The talks and lectures planned on both sides of the Irish Sea will also need to be carefully considered and themed to attract not just mediators but those new to the process. As with all awareness raising endeavours it is easy to attract those already convinced of the value of a thing, more difficult to entice sceptics. Three events scheduled in Ireland are worth pointing to in this regard. On Monday, the result of a piece of original research in the mediation field, commissioned by the MII and carried out under the auspices of the Edward M Kennedy Institute for Conflict Intervention at the National University Maynooth will be launched. The report is focused on workplace mediation and makes concrete recommendations in relation to training, standards and practice for workplace mediation and identifies areas for further research. Not only is the report interesting and hugely valuable, but the energy and enthusiasm of those involved in preparing it is enough to inspire any mediation-sceptic to read it.

On Tuesday three Irish judges will be giving their perspective on mediation from the bench, in a series of public addresses which, in an unprecedented step, the judges have agreed to being recorded and disseminated. The endorsement of mediation as a dispute resolution alternative by senior, arguably public figures in the Irish dispute resolution system carries enormous weight in terms of efforts to move the perception of mediation as an “alternative” or a soft option to a robust, integrated option for resolving conflict.
Finally, a little after the end of the week, a Young Mediators’ Competition will be hosted by the Law Society of Ireland.
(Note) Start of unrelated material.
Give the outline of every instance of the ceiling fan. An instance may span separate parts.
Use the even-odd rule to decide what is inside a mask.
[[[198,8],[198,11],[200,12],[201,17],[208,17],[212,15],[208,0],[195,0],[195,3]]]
Some people still laugh at the idea of mediation competitions but they are thriving in Europe and further afield. Here, students of law and other disciplines will get the opportunity to mediate a dispute and those with the broadest range and most effective application of mediation skills will win. The value of this lies not just in the fact that those participating are all likely to be giving by-the-minute updates to the world on social media, but in that the lawyers, advisers, and professionals of the future will come into their fields with an integrated understanding and acceptance of and, all going well, enthusiasm for mediation. By engaging with mediation at this stage of their careers, and in such an enjoyable way, the lawyers of the future will no longer view mediation as something they should recommend, or might suggest, but a process that they will engage and participate in in the best interests of their clients.

The range of events planned here and in other countries, all undertaken on a voluntary basis, please note, is broad enough to reach a wide audience of potential users and professionals. Will it make mediation sexy? Unlikely. If you are looking for sexy conflict resolution stick to Game of Thrones. But will it make mediation accessible, interesting and worth considering? I certainly think so.